俺はまだ右手を上げて、ほかーんとしている水分に背を向け「じゃーな」と手を振って小走りに店を出た。遠くから「お嬢様」という野太い声が聞こえてきた。
水分の意外な一面を見ちゃったな。あいつ料理が好きだったんだ。これりゃ先輩は水分から料理を習ったほうがいいんじゃないか。二人とも仲が良さそうだし。でもエプロン姿の先輩は合わないな。むしろガッツリ肉とか食べて、豪快に笑っている方が似合いそうだ、あの健康的な感じからして。

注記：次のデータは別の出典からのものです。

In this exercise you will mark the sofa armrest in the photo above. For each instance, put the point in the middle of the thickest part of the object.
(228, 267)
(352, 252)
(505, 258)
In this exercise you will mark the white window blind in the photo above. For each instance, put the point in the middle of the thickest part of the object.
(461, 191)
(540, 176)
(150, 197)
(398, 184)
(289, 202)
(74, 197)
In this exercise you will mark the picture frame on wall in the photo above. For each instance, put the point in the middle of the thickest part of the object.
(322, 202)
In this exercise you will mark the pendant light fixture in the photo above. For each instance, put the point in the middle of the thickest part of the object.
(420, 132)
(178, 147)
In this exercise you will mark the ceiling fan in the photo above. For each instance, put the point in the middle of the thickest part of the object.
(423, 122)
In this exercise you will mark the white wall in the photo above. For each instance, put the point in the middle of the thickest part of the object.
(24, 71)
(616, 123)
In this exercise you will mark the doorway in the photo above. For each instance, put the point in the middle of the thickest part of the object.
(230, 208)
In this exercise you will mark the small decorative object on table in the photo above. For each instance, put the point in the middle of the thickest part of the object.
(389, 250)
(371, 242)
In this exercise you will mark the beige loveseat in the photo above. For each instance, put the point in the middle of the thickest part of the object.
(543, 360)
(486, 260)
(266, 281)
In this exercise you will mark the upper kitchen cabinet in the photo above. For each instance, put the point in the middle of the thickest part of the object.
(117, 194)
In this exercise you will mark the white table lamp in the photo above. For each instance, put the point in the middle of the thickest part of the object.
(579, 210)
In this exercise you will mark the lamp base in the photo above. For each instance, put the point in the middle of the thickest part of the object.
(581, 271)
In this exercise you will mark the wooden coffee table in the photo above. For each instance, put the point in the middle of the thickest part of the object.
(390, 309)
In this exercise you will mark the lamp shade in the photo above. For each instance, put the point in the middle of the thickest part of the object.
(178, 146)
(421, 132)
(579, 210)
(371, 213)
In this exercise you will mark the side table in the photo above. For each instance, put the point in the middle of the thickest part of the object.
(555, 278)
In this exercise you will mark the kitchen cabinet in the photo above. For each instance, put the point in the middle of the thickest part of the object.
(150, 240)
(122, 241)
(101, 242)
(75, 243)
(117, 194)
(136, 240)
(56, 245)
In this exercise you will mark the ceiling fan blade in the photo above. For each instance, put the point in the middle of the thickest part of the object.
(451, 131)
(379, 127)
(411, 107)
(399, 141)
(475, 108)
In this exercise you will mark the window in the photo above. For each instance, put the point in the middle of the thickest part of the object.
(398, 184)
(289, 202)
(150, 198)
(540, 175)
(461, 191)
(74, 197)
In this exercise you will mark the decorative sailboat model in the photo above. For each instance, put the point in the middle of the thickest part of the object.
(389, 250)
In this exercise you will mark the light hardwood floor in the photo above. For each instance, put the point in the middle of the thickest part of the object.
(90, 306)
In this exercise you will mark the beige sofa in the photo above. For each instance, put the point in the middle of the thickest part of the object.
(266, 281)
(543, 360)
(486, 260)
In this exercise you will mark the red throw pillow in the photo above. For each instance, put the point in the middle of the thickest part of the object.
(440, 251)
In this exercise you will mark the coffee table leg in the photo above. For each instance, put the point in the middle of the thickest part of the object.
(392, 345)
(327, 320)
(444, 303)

んー、でもこれは言えないなぁ。俺の中では褒め言葉なんだけど、先輩が聞いたら「私はそんなにワイルドか」とか「政治には、私が食いしん坊に見えるのか」となりそうだ。先輩の内面の強さとか、嫌な事を弾き飛ばしちゃうような頑張りとかを、何とか凄いって伝えたいんだけど、うまい褒め方が思いつかないんだよ。
それもいつか伝えたいけど、それよりやかんとフライパンだ。ココじゃない、どこかで激安で買わなきゃ。